To be on the safe side, Jennifer Polito Waigand of Travel Reimagined, an independent affiliate of McCabe World Travel, recommends submitting your fully completed passport application at least 12 weeks before a trip. "Expedited service is available for passport applications that can get your passport turned around in two to three weeks, but this costs extra," she says. "Also, be sure to renew before your current passport expires; otherwise you can no longer renew it." Here, experts share important steps to renew an expired passport.

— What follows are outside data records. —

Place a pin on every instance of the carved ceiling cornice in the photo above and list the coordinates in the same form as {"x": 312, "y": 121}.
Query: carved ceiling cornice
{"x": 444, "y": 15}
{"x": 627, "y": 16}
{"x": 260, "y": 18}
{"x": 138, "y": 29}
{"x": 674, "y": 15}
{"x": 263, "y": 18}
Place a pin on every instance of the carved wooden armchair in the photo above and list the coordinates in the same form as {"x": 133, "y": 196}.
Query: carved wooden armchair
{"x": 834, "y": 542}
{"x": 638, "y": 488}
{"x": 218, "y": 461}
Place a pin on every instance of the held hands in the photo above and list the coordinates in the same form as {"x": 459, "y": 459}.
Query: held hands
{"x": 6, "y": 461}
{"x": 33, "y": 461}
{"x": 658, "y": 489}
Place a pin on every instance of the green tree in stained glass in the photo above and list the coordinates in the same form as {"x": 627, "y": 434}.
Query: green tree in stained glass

Related: Five Documents You Should Never Travel With

Check Your Renewal Ability

Before you do anything, make sure that you qualify for a passport renewal; if you don't, you'll have to apply for a new passport instead. In order to qualify for a renewal, you must not need a name change, your passport must have been issued within the last 15 years (and you must have been older than 16 at the original issue time), and it must be undamaged other than regular wear and tear.

Gather Your Documents

If you are renewing your passport, you will have to go online to the State Department's website and complete a Passport Renewal Application Form DS-82. You can print this form out and complete it. However, if you're applying for a passport for the first time, you will have to apply in person and will need to bring a completed Form DS-11 Application for U.S. Passport, which you can print and complete at your local post office. Do not sign this application—this will be done in front of a postal employee witness. You will also need a photocopy of your proof of citizenship (such as a birth certificate) and payment. "Fees will vary on the application type, processing time, and other factors," says Lesley Cohen, a luxury travel advisor at SmartFlyer. "Your form of payment is also subject to specific parameters; no credit card or debit cards are allowed."

Have Your Photo Taken

You can most likely get your passport photo taken at your local drugstore or at the post office. It must be a recent photo taken within the past six months, you must wear simple clothing, and you cannot smile or wear a hat.

Head to the Post Office

If you're simply renewing your passport, you will need to send in your expiring document, a DS-82 form, a new photo, and payment all in one envelope. If you're looking for a location go to the USPS website to find post office locations. Enter your zip code and select a mileage range to find the nearest one to you. Bring all of your completed forms, and you'll be instructed on how to proceed upon arrival at the passport office.

Time to Wait

Now that you've submitted your renewal or applied for a new passport, it's time to wait. It takes on average about six to eight weeks for a regular passport (not expedited) to arrive in the mail. The expedited service requires a $60 fee and usually arrives within two to three weeks—about a quarter of the typical wait time.